By Melinda Munson

As of Sept. 7, a preliminary injunction prohibits the use of the Dyea Cabin “until further order of the court or until such time as the Dyea Cabin is properly permitted, whichever may occur first.” 

The injunction is the result of a lawsuit brought against the Municipality of Skagway by Fred and Kathy Hosford in June. Owners of the Chilkoot Trail Outpost, a full-service cabin rental facility with wi-fi and a restaurant, the Hosfords started protesting in February that the nearby Dyea Cabin, erected on the municipal campground, would interfere with their business. 

The dry cabin, built last fall with CARES funds, was intended for a Dyea Campground host. On June 3, the assembly ruled that a host would occupy the cabin from April 15 to Oct. 15, with Skagway residents having access to free overnight usage during the off season. 

The injunctions reads: “The Hosfords assert that (1) Skagway constructed its Dyea Cabin illegally by failing to obtain a conditional use permit or building permit as required under Title 15 and 19 of the SMC (Skagway Municipal Code) and that (2) Skagway illegally rented the cabin out without first obtaining a conditional use permit, in direct violation of the DFMP (Dyea Flats management Plan).”

According to the injunction, “Skagway does nothing to argue that it complied with the provisions of Title 15 and 19 of the SMC. Instead, it claims that those provisions simply do not apply. According to Skagway, only Title 16 of the SMC … applies to the area in which the Dyea Cabin sits.”

Alaska Superior Court Judge Daniel Schally issued the preliminary injunction (case number 1JU-21-664CI). The document states that the injunction was based on permitting and not on due process or economic competition.

Mayor Andrew Cremata read a prepared statement from the borough attorney at the Sept. 16 assembly meeting. 

“It is not unusual for a court to grant a preliminary injunction. This is not a final decision and does not mean that there will be a permanent injunction at the end of the case,” Cremata said.

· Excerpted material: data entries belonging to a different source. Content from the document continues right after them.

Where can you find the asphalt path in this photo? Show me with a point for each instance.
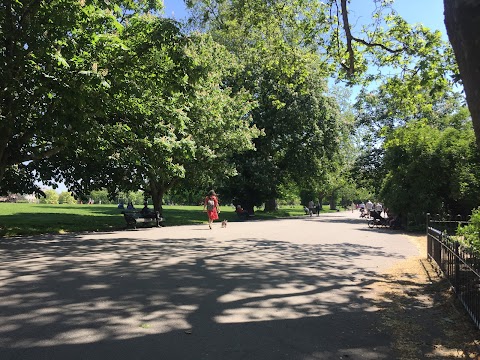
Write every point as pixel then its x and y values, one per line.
pixel 281 289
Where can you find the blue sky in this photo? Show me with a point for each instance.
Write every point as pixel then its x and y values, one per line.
pixel 427 12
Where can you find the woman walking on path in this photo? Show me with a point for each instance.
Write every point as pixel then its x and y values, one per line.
pixel 211 206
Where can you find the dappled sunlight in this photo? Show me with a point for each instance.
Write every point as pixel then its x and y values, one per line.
pixel 144 288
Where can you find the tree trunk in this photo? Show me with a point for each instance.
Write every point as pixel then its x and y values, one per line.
pixel 271 205
pixel 157 192
pixel 462 19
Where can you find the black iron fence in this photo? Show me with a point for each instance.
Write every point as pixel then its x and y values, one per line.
pixel 459 265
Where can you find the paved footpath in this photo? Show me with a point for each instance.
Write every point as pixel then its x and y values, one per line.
pixel 282 289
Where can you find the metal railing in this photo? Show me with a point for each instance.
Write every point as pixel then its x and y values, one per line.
pixel 459 265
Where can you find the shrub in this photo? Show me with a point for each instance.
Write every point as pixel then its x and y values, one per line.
pixel 471 232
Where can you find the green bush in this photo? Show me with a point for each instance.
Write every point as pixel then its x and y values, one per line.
pixel 471 232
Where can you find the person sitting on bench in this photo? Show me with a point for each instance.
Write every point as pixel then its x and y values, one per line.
pixel 146 212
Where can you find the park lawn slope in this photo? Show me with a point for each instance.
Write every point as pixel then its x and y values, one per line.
pixel 17 219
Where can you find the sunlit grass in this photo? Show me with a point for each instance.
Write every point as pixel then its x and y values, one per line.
pixel 30 219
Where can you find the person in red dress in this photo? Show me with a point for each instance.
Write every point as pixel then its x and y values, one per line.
pixel 211 206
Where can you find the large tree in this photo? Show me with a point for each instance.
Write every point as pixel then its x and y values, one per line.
pixel 285 75
pixel 52 87
pixel 462 19
pixel 171 115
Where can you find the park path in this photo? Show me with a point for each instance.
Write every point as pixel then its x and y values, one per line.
pixel 281 289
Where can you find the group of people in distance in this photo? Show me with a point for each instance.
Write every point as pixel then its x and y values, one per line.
pixel 312 208
pixel 367 208
pixel 212 207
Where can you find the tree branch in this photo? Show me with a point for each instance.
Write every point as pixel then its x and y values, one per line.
pixel 350 38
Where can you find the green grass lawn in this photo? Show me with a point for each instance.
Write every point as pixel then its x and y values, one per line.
pixel 31 219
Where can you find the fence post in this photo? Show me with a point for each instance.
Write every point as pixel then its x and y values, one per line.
pixel 429 240
pixel 456 261
pixel 437 250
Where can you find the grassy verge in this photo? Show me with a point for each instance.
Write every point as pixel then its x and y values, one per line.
pixel 32 219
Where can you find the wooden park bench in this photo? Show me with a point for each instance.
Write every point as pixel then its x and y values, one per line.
pixel 132 218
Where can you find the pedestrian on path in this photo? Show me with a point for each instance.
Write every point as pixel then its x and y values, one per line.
pixel 211 206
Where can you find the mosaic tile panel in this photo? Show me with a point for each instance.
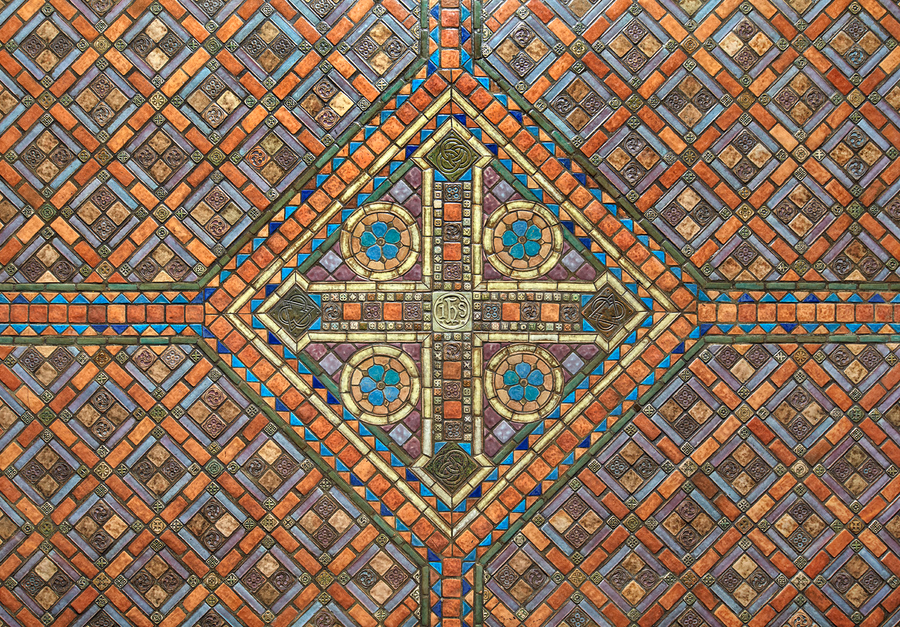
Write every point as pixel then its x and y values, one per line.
pixel 574 313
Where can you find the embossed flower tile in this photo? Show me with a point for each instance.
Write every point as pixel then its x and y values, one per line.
pixel 471 313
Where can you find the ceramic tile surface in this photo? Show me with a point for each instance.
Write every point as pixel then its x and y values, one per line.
pixel 472 313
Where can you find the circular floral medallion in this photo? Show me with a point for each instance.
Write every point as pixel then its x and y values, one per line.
pixel 380 385
pixel 523 239
pixel 380 241
pixel 523 382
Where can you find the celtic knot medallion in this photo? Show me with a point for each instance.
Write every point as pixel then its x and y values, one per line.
pixel 296 312
pixel 451 466
pixel 452 156
pixel 607 312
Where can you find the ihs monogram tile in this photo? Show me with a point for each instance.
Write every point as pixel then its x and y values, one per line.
pixel 463 313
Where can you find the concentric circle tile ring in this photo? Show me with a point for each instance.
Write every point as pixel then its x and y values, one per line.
pixel 380 385
pixel 523 382
pixel 380 241
pixel 523 240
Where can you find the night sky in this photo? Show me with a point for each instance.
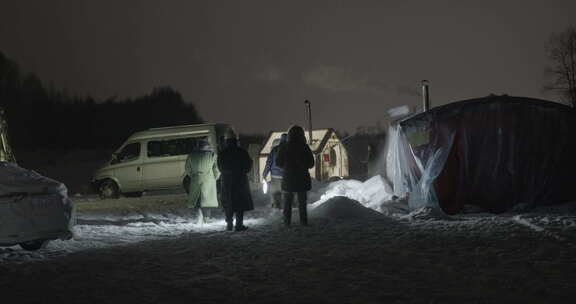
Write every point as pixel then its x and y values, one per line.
pixel 253 63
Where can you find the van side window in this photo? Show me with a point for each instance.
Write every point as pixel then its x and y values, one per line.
pixel 172 147
pixel 130 152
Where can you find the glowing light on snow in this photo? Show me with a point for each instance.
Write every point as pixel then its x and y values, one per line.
pixel 371 193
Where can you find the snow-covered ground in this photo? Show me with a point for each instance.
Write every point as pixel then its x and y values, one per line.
pixel 360 247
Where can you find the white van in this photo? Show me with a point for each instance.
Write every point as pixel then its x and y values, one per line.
pixel 154 159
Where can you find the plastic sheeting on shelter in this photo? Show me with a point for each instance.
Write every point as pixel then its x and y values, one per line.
pixel 494 152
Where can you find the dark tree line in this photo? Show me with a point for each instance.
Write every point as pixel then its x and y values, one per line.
pixel 41 117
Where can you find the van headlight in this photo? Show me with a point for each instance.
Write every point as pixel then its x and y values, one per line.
pixel 264 186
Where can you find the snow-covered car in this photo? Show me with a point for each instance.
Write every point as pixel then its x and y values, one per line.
pixel 34 209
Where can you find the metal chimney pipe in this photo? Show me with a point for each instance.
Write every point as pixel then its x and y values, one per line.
pixel 425 96
pixel 309 117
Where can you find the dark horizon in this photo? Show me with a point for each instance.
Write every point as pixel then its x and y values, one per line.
pixel 353 60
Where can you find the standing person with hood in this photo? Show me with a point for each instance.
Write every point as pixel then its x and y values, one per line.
pixel 295 158
pixel 203 171
pixel 276 173
pixel 235 163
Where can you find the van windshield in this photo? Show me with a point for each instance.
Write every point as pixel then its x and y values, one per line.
pixel 174 147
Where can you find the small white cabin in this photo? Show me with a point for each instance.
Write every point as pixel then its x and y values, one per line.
pixel 330 155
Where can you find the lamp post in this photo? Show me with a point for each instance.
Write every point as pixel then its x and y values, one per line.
pixel 309 118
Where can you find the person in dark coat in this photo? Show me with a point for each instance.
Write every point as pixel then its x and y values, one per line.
pixel 295 158
pixel 275 172
pixel 234 164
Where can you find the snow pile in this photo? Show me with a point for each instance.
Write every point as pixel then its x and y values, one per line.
pixel 341 207
pixel 374 193
pixel 426 213
pixel 14 179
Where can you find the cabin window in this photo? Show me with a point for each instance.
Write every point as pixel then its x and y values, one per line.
pixel 173 147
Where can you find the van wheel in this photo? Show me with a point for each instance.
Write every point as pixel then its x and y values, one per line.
pixel 132 194
pixel 34 245
pixel 108 189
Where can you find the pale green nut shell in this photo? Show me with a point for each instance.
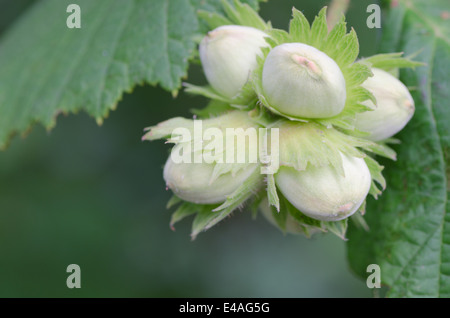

The municipality plans to file a motion for reconsideration by Sept. 20, “because the municipality believes it did follow the proper permitting process under Title 16,” Cremata continued.

“Every citizen expects the government to follow the law,” said Stacey Stone, attorney for the Hosfords. “The court has simply confirmed that the government cannot ignore its own laws.”

As this year’s campground host opted to bring her own RV, the cabin was not being used for housing. It now sits empty.